Il a sorti la boîte de santons. Sur la cheminée, il chiffonne du papier-rocher, Sous un auvent il place l’âne sur le dos, dans la mangeoire. Au dessus de lui, il installe Joseph et la Vierge afin qu’ils le réchauffent de leurs respirations. Le bœuf il l’installe au dehors, allongé la tête sous le jas d’une barrique. Les moutons, il les range par cinq, attablés comme pour des parties de poker. Les bergers sont parqués ensemble dans un enclos. Lou ravi fait un prêche et le curé avec ses enfants de chœur ont rejoint l’enclos des cochons. Les anges sont empilés sur une charrette comme des piquets.
Le blasphème que son fils fabrique devant elle terrifie la mère. Impuissante, elle cherche des yeux l’enfant Jésus. Qu’est-ce que la folie de son fils a-t-elle pu bien faire de l’enfant Jésus ?
Elle ne le voit nulle part.
Léon se désintéresse de la crèche. À présent, il décore le sapin en y accrochant des bouts de lard et y lance des guirlandes de papier toilette rose « parfum aube d’été ». La vieille s’appuie contre la table, elle n’ose pas virer Taïaut du fauteuil. Elle est persuadé que son fils est devenu fou, elle se dit qu’elle va devoir partager sa maison avec un fou.

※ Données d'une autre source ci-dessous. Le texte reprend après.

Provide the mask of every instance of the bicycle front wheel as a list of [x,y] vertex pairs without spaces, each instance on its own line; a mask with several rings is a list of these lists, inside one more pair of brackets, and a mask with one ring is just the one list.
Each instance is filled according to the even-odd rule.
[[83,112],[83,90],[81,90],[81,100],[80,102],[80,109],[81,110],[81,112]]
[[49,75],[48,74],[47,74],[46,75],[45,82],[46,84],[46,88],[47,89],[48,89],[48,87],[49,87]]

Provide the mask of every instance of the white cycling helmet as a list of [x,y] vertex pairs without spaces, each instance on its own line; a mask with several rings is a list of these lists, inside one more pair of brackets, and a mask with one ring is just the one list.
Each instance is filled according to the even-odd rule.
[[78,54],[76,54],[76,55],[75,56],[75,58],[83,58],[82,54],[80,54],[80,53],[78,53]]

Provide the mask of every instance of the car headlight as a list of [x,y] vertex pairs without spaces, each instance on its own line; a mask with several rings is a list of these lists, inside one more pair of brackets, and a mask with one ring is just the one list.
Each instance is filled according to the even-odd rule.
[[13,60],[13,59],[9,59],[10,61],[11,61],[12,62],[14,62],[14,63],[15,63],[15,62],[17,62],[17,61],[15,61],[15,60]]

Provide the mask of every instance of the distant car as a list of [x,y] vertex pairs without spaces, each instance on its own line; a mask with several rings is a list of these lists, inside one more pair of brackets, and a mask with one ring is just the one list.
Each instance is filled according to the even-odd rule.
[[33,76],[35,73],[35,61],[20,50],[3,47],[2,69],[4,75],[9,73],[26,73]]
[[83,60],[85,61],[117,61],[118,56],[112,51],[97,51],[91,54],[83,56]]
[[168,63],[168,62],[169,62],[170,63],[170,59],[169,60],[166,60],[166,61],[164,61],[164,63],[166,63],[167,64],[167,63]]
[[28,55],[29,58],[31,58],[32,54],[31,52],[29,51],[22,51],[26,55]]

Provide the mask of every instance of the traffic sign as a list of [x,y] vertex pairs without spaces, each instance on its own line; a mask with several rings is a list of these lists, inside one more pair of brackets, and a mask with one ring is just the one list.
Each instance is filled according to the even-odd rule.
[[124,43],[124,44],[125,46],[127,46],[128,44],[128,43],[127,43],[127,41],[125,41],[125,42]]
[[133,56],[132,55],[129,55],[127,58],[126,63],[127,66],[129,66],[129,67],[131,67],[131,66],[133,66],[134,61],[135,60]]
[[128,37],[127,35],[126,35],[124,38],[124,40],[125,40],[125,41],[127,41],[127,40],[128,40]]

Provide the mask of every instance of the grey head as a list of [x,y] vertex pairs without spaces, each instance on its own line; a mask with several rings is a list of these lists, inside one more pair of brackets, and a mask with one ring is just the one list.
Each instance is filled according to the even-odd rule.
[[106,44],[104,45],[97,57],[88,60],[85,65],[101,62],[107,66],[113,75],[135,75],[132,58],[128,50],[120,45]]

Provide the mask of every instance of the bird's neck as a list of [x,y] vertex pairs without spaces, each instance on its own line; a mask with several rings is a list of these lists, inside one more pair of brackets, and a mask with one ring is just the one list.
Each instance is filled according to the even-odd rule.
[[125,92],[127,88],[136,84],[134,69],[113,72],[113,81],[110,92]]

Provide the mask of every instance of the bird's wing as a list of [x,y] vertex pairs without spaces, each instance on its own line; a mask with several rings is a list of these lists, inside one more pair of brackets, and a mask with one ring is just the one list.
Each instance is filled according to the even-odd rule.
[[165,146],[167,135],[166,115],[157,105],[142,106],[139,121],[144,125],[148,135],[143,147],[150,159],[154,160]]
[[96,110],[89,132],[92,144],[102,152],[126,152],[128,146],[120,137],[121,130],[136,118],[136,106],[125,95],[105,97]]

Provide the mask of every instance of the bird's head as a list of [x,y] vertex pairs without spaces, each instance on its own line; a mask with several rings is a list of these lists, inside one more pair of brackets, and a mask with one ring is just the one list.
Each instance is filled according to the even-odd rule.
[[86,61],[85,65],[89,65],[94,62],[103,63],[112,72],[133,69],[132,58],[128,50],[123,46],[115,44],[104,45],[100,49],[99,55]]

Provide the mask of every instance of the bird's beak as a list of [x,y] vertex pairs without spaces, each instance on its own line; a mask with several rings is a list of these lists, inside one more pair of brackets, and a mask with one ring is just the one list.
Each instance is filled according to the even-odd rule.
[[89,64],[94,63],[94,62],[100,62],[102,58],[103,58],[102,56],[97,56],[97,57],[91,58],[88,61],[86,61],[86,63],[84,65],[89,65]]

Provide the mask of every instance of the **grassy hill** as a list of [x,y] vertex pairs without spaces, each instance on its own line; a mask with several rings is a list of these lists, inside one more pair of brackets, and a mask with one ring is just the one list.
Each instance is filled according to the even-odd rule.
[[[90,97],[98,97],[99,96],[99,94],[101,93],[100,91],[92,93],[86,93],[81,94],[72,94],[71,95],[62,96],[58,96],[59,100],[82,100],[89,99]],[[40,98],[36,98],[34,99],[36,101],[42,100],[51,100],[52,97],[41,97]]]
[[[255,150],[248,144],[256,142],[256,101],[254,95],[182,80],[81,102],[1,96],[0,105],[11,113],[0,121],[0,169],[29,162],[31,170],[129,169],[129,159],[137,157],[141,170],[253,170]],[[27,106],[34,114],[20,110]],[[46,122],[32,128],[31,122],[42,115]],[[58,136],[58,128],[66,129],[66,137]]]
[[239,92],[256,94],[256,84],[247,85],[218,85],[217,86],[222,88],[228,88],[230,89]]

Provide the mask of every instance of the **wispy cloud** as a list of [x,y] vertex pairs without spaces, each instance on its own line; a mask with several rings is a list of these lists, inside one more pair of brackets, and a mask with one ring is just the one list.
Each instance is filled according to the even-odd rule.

À présent son fils fou dépose deux grands verres sur la table. Il les remplit de gnôle à ras-bord. Il en pousse un vers sa mère, se saisit délicatement de l’autre et baragouine, à peine audible : « Joyeux Léon Maman ! »
Alors, dans la bouche de son fils où il tourne comme dans une bétonnière, la pauvre femme reconnaît le Petit Jésus.
Les yeux levés vers le ciel et le sapin, Léon commence à bouffer le santon. Celui-ci se disloque dans un bruit de chocolat croqué ; un bras potelé chute sur la toile cirée. Léon avale d’un trait sa gnôle, entraînant dans son estomac la bouillie d’enfant Jésus. Puis il rote épouvantablement et entonne d’une voix de marchand de cochons les cantiques traditionnels. « Les An-geu dan-an nos campa-gneu ! », tout en pointant d’un doigt sévère le verre devant sa mère.
En tremblant, en fermant les yeux, la mère de Léon communie donc au calice de gnôle. Elle sent la brûlure de l’alcool lui fouiller le corps, puis ses jambes devenir molles et enfin sa tête se mettre à errer mollement au dessus du cou. Son fils braille à présent « Sain-ain-teu Nuit Dou-ou-ceu Nuit » en emplissant à nouveau leurs verres. Il veut quelque chose, elle comprend qu’il veut quelque chose… Il s’approche d’elle, il a son air de tout à l’heure et il lui souffle sous le nez dans une bourrasque de prune, « dis : Joyeux Léon mon fils ! Allez ! Dis-le ! »
Puis il réclame la même chose à Taïaut.
« Joyeux…Lé…On…mon fi » Réussit la Mère.
« Hou Houuuuuu Hou… » Ajoute Taïaut.